Além do fundo americano, participaram o Canary, Abstract Ventures, Picus Capital e da SV Angel.
Boa parte dos recursos será destinada à expansão da Telepatia no Brasil. Segundo Abad, já há conversas com hospitais privados, redes verticalizadas e prefeituras. A meta é alcançar 2.000 médicos no Brasil até o fim do ano e 20.000 até 2026.
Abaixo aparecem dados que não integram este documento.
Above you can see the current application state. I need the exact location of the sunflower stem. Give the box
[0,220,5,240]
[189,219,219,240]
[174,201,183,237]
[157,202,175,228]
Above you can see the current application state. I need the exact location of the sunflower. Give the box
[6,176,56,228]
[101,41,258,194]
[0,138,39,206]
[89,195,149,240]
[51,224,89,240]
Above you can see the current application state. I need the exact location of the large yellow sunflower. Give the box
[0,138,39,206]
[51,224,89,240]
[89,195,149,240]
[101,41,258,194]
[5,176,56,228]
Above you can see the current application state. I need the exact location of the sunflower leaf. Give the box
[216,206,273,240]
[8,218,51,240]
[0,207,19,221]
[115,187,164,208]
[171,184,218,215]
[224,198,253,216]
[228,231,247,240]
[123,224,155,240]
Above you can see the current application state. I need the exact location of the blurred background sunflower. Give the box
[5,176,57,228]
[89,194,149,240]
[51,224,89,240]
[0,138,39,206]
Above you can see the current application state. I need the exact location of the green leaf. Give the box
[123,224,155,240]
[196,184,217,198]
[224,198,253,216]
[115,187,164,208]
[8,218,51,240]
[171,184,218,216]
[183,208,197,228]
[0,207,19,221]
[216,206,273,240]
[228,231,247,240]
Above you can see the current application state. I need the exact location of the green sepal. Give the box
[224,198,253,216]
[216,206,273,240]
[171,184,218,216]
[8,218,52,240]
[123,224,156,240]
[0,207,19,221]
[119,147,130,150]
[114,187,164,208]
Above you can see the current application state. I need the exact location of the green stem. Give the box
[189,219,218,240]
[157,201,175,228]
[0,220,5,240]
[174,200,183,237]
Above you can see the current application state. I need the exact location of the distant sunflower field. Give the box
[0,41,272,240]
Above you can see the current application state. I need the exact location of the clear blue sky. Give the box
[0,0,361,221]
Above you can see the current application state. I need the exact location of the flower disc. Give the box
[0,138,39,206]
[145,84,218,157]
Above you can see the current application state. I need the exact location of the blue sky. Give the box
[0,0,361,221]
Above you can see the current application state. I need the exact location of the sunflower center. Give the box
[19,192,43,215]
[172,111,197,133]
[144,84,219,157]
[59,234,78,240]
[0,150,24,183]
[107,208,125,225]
Mais do que ajudar os médicos, o potencial de melhorar a saúde no País é enorme: somente no Brasil, segundo Abad, 55% das mortes poderiam ser evitadas caso os atendimentos – especialmente os iniciais – fossem feitos de maneira mais acurada.
O modelo do negócio da Telepatia é B2B: a startup vende seus serviços diretamente para instituições de saúde, que oferecem o produto aos médicos. O CEO disse que a plataforma é interoperável com qualquer prontuário eletrônico utilizado e obedece às regras da LGPD.
A Telepatia surgiu após uma tragédia: a morte do pai de Abad, que era médico, aos 58 anos. Para Abad, uma morte evitável.
“Meu pai morreu exausto, sobrecarregado pela burocracia médica. Quando ele se foi, eu percebi que poderia fazer algo pelas pessoas que enfrentam o mesmo tipo de falha do sistema,” disse ele.
No fim de 2022, vendo o então recém-lançado GPT 3.5, Abad percebeu que a ferramenta poderia transformar a medicina. Conversou com o seu amigo e médico Tomás Giraldo para criar uma ferramenta “de médicos para médicos”. Os dois se conheceram quando estudavam na mesma escola, em Medellín.
“Ele me escreveu a melhor mensagem de condolências quando meu pai faleceu. Voltamos a nos aproximar quando contei a ele que estava obcecado por medicina e passamos a trocar artigos todos os dias e a desenvolver pequenos MVPs,” disse.
Uma das primeiras decisões dos dois fundadores foi o nome da empresa: Telepatia era o apelido do pai de Abad, conhecido por ter uma memória extraordinária.
Como forma de homenagear o pai, Abad tem uma meta ousada: vencer o prêmio Nobel da Medicina com a sua empresa.
Por isso, o caminho da Telepatia passa pela oncologia – uma área em que a escassez de especialistas é crítica.
Segundo Abad, um oncologista levaria 433 dias para ler toda a literatura científica atual.
“Nosso objetivo é criar 100 ‘internos de IA’ para cada oncologista e reduzir em 10% a mortalidade por câncer. Se fizermos isso, o Nobel deixa de ser um sonho e vira uma métrica mensurável,” disse.